Le 10 avril 1840, la ville d’Aix-en-Provence fut le théâtre d’un de ces drames solitaires que la presse de l’époque relatait avec une concision glaçante. Joseph Pierre Rossignol, un homme de 44 ans et deux mois, mit fin à ses jours dans des circonstances particulièrement atroces.
Grâce à l’acte de décès consigné à l’état civil d’Aix, nous en savons davantage sur l’identité de ce « ménager » que le journal Le Mémorial d’Aix désignait simplement sous le nom de Rossignol. Né à Aix, Joseph Pierre Rossignol était le fils de Louis Étienne Rossignol, propriétaire, et de Marguerite Cauvet. Bien qu’il fût issu d’une famille de propriétaires, l’officier civil le déclarait « sans profession » au moment de sa mort.

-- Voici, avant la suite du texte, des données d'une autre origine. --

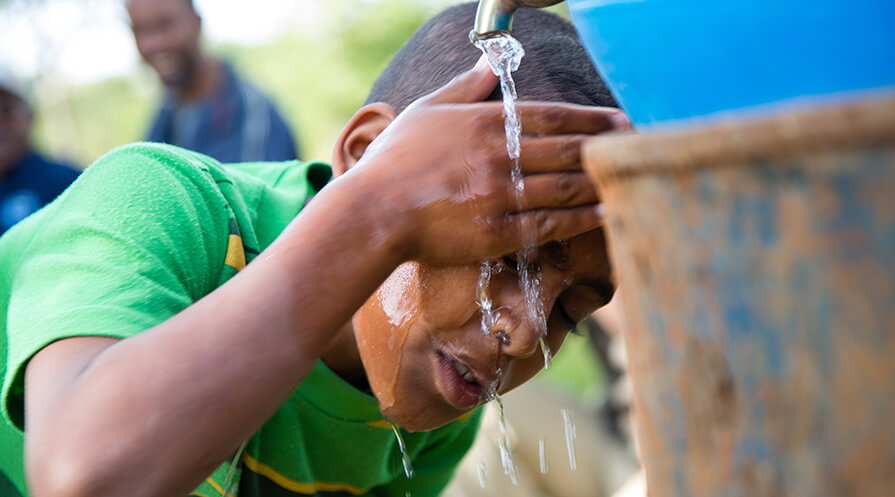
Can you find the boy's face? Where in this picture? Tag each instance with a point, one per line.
(420, 335)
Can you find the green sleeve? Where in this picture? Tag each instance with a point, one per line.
(139, 237)
(435, 465)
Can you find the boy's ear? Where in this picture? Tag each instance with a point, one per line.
(364, 126)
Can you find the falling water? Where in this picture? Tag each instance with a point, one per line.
(570, 437)
(231, 483)
(504, 55)
(503, 443)
(405, 458)
(483, 298)
(542, 456)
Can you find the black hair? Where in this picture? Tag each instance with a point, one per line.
(555, 67)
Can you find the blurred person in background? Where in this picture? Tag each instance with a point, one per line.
(207, 107)
(28, 181)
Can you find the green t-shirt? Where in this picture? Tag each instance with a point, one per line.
(144, 233)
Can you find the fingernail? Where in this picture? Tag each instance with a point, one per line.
(620, 121)
(482, 62)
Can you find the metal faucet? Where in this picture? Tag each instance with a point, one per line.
(496, 16)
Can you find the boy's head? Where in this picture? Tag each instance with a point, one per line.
(420, 336)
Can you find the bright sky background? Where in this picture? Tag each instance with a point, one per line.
(87, 40)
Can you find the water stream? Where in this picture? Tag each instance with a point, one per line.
(569, 424)
(504, 55)
(405, 458)
(503, 444)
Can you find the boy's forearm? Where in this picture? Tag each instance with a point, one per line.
(156, 412)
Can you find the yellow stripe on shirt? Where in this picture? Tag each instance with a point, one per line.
(235, 257)
(293, 485)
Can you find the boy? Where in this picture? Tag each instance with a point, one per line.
(142, 350)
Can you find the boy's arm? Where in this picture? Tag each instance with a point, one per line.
(155, 413)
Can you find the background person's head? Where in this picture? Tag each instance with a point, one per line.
(420, 338)
(167, 36)
(16, 118)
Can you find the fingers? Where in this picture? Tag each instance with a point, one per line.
(557, 190)
(555, 224)
(551, 153)
(472, 86)
(542, 118)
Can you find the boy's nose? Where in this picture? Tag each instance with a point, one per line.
(518, 337)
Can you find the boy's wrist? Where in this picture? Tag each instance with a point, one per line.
(381, 225)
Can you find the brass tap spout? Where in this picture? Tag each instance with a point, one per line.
(496, 16)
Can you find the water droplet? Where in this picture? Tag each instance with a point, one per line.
(405, 458)
(569, 424)
(542, 456)
(548, 354)
(504, 55)
(483, 298)
(503, 444)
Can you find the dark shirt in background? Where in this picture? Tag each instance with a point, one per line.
(32, 184)
(235, 124)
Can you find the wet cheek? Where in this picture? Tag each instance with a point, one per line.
(382, 327)
(448, 296)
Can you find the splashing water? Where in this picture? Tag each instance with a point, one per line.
(503, 444)
(483, 298)
(504, 55)
(542, 456)
(231, 484)
(569, 424)
(405, 458)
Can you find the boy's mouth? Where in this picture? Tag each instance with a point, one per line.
(459, 381)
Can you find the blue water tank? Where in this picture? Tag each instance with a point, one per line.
(672, 60)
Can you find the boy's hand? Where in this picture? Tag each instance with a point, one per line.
(443, 172)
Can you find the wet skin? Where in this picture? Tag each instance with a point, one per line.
(421, 332)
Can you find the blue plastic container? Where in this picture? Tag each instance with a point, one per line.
(671, 60)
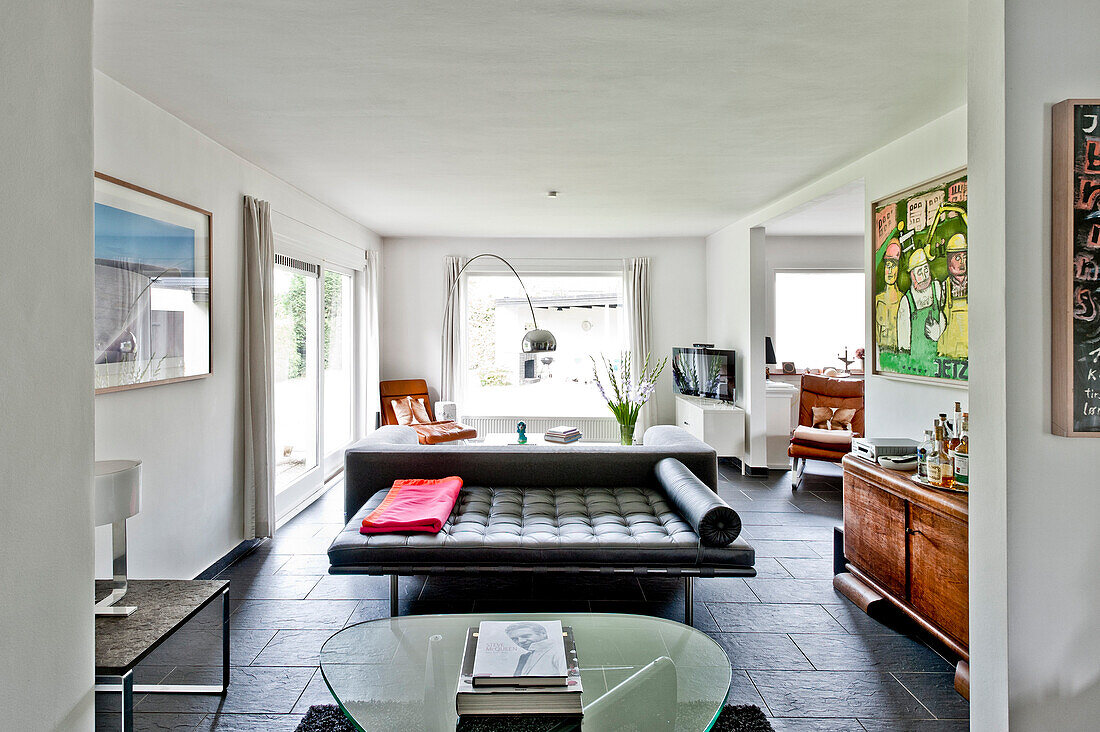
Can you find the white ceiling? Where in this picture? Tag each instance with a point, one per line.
(651, 118)
(840, 212)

Il vivait avec son épouse, Anne Marguerite Magdeleine Sexte Girard, au numéro 41 de la rue du Puits-Neuf. C’est là, dans l’intimité de son domicile, qu’il commit l’irréparable.
Joseph Pierre Rossignol choisit une méthode radicale et effroyable : il ingéra une « assez grande quantité d’acide sulfurique » et expira après « douze heures d’horribles souffrances ». Ce délai suggérait une agonie lente, provoquée par les brûlures internes dévastatrices du vitriol.
Pourquoi s’était-il ôté la vie ? La rumeur laissait entendre que son suicide avait été provoqué par un « état maladif dans lequel il se trouvait depuis longtemps », esquissant le portrait d’un homme que la maladie ou la mélancolie minait depuis des années.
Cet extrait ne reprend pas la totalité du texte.